Sicherheitsüberprüfungen in öffentlichen und privaten Beschäftigungsverhältnissen

Mit der Änderung des Sicherheitsüberprüfungsgesetzes 2002 wurde die Befugnis, Sicherheitsüberprüfungen durch das Bundesamt für Verfassungsschutz bzw. das BKA durchführen zu lassen, erheblich erweitert. Die Folge ist, dass zahlreiche Mitarbeiterinnen und Mitarbeiter bspw. in Kraftwerken, Chemieanlagen oder wichtigen Infrastruktureinrichtungen sich vor Anstellung überprüfen lassen müssen. Wir wollen wissen, wie viele Menschen davon betroffen sind und was mit den erfassten Daten passiert.

Sicherheitsbefragungen bei Staatsangehörigen bestimmter Herkunftsländer

Nach dem deutschen Ausländerrecht wird ausgewiesen, wer gegenüber der Ausländerbehörde Kontakte zu vermeintlich terroristischen Organisationen oder Aufenthalte in bestimmten Ländern verschweigt. Um ein solches »Verschweigen« überhaupt erst herbeizuführen, lassen mehrere Bundesländer mittlerweile von Staatsangehörigen bestimmter Herkunftsstaaten einen Fragebogen ausfüllen. Davon sind besonders Studierende betroffen, die ihren zunächst nur einjährigen Aufenthalt verlängern wollen.

Ausländerfeindliche und rechtsextremistische Ausschreitungen in der Bundesrepublik Deutschland im Juli 2008

Abgefragt werden die monatlichen von Rechtsextremisten begangenen Straftaten, um die Öffentlichkeit frühzeitig über die Entwicklung dieser Straftaten zu informieren und aktuelle Gefährdungspotentiale aufzuzeigen. Für Opfergruppen, die Medien, Wissenschaftler, jüdischen Organisationen und Verbände etc. bieten diese monatlichen Kleinen Anfragen mittlerweile eine wichtig gewordene Orientierung.

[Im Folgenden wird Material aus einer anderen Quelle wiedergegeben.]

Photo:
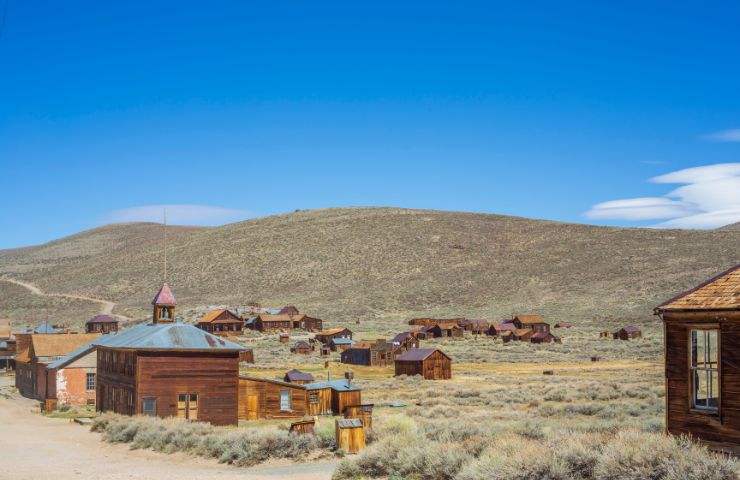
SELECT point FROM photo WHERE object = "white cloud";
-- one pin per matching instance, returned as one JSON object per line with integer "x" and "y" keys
{"x": 708, "y": 198}
{"x": 178, "y": 214}
{"x": 732, "y": 135}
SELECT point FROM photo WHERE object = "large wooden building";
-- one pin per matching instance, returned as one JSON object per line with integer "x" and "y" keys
{"x": 702, "y": 360}
{"x": 102, "y": 324}
{"x": 221, "y": 322}
{"x": 430, "y": 363}
{"x": 168, "y": 368}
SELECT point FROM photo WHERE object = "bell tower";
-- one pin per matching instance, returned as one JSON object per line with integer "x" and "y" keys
{"x": 164, "y": 306}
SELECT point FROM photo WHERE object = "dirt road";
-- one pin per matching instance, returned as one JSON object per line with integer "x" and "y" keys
{"x": 106, "y": 307}
{"x": 38, "y": 448}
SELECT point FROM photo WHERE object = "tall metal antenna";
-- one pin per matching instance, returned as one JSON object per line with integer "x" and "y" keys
{"x": 164, "y": 228}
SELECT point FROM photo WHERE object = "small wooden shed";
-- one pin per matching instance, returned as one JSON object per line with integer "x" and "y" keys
{"x": 628, "y": 332}
{"x": 350, "y": 435}
{"x": 430, "y": 363}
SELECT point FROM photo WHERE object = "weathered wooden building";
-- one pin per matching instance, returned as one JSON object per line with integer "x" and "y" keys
{"x": 296, "y": 376}
{"x": 430, "y": 363}
{"x": 102, "y": 324}
{"x": 221, "y": 322}
{"x": 627, "y": 333}
{"x": 262, "y": 398}
{"x": 702, "y": 360}
{"x": 169, "y": 369}
{"x": 376, "y": 354}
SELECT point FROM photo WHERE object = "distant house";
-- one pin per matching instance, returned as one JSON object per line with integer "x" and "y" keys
{"x": 544, "y": 337}
{"x": 325, "y": 336}
{"x": 169, "y": 369}
{"x": 35, "y": 352}
{"x": 404, "y": 341}
{"x": 221, "y": 321}
{"x": 296, "y": 376}
{"x": 102, "y": 324}
{"x": 430, "y": 363}
{"x": 533, "y": 322}
{"x": 303, "y": 347}
{"x": 702, "y": 361}
{"x": 627, "y": 333}
{"x": 375, "y": 354}
{"x": 262, "y": 398}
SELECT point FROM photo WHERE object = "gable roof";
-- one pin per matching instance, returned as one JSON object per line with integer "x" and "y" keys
{"x": 164, "y": 297}
{"x": 418, "y": 354}
{"x": 102, "y": 318}
{"x": 721, "y": 292}
{"x": 298, "y": 376}
{"x": 169, "y": 336}
{"x": 60, "y": 344}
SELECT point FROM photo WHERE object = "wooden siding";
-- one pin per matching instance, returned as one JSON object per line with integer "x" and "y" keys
{"x": 681, "y": 419}
{"x": 260, "y": 399}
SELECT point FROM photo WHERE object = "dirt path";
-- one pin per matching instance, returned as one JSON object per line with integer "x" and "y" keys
{"x": 106, "y": 307}
{"x": 38, "y": 448}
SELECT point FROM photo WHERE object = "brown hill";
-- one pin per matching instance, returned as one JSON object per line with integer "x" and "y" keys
{"x": 366, "y": 263}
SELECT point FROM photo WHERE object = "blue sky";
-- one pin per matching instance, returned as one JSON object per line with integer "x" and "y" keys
{"x": 227, "y": 110}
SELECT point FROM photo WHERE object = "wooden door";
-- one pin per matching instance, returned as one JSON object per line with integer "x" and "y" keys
{"x": 252, "y": 406}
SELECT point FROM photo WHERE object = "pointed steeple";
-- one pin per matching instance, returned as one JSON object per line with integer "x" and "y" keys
{"x": 164, "y": 305}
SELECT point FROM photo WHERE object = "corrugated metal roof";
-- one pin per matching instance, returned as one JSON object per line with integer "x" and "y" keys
{"x": 341, "y": 385}
{"x": 169, "y": 336}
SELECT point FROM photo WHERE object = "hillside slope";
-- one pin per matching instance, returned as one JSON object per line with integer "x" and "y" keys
{"x": 365, "y": 263}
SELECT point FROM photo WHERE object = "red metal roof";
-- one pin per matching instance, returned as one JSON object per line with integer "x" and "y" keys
{"x": 164, "y": 297}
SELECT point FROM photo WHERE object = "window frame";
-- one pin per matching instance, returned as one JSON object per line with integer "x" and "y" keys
{"x": 708, "y": 411}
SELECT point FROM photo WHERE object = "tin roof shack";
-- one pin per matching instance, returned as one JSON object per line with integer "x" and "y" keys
{"x": 263, "y": 398}
{"x": 332, "y": 397}
{"x": 532, "y": 321}
{"x": 221, "y": 322}
{"x": 272, "y": 323}
{"x": 303, "y": 347}
{"x": 169, "y": 370}
{"x": 371, "y": 354}
{"x": 102, "y": 324}
{"x": 444, "y": 329}
{"x": 628, "y": 332}
{"x": 38, "y": 350}
{"x": 702, "y": 360}
{"x": 430, "y": 363}
{"x": 404, "y": 341}
{"x": 326, "y": 336}
{"x": 296, "y": 376}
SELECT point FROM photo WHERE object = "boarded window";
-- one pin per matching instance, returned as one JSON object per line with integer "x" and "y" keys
{"x": 705, "y": 369}
{"x": 285, "y": 401}
{"x": 149, "y": 406}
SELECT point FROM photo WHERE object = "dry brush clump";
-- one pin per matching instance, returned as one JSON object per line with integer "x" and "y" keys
{"x": 410, "y": 449}
{"x": 241, "y": 447}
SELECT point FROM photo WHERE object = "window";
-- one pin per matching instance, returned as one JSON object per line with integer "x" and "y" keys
{"x": 149, "y": 406}
{"x": 705, "y": 370}
{"x": 285, "y": 401}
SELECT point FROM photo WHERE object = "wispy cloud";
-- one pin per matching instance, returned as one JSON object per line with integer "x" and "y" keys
{"x": 732, "y": 135}
{"x": 708, "y": 198}
{"x": 205, "y": 215}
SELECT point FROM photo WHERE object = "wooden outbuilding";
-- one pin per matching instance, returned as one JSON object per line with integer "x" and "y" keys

Abschiebungen im Jahr 2007

Die Anfrage dient im Wesentlichen dazu, in konzentrierter Form Informationen zum gesamten Komplex Abschiebungen, Rückschiebung und Zurückweisung zu erhalten und damit einen der inhumansten Teile des deutschen Aufenthaltsrechts zu beleuchten.

Ermittlungen gegen frühere jüdische Partisanen in Litauen

Ehemalige jüdische Partisanen, die in Litauen gegen Nazis und Kollaborateure gekämpft haben, klagen über antisemitisch und geschichtsrevisionistische Verfolgung durch die litauische Staatsanwaltschaft und Medien. Uns als antifaschistische, internationalistische Partei und Fraktion kann das nicht kalt lassen.

Kritik der Vereinten Nationen an der bundesdeutschen Antirassismuspolitik

Der UN-Ausschuss für die Beseitigung jeder Form des Rassismus bemängelt die unzureichenden Maßnahmen der Bundesregierung gegen Rassismus. Die Bundesrepublik habe Verpflichtungen aus der »Internationalen Konvention zur Beseitigung jeder Form von Rassismus« bislang nicht erfüllt. Die Kleine Anfrage greift die vom UN-Ausschuss in seinem Länderbericht zu Deutschland formulierten konkreten Kritikpunkte auf.